Dois peitos de franguete orgânico temperados com suco e raspas de um limão verde, pimenta vermelha em pó, sal grosso e uma dose de tequila, e assados na churrasqueira. Duas abobrinhas amarelas, cortadas ao meio, retirada as sementes, temperadas com sal, pimenta do reino e azeite, a assadas na churrasqueira. Salpicadas com ciboulettes picadinhas antes de servir. Uma salada de folhas verdes e ervas, temperada com sal, pimenta do reino, azeite e suco de limão. Milhos amarelos e tenros cozidos na água e sal. Uma baguete de pão francês fresquinho com manteiga caseira. Sobremesa: melão em fatias, framboesas e red currants frescas.

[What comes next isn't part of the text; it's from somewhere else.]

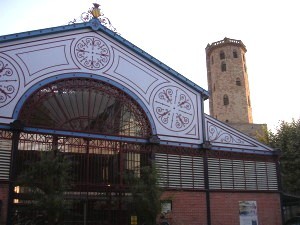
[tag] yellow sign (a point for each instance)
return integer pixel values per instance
(133, 220)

Comemos como se estívessemos diante de um banquete pantagruélico. Foi uma orgia de sabores puros e simples, que pudemos degustar sem interferências ou intrusões. Cada sabor, único. Nenhum alimento foi dominado, nenhum se subjulgou. Foi uma refeição equilibrada, sem distinções ou privilégios, onde cada sabor se sobressaiu por suas próprias qualidades. Tudo isso é uma ótima desculpa pra não cozinhar, não é? Ôoo, se é!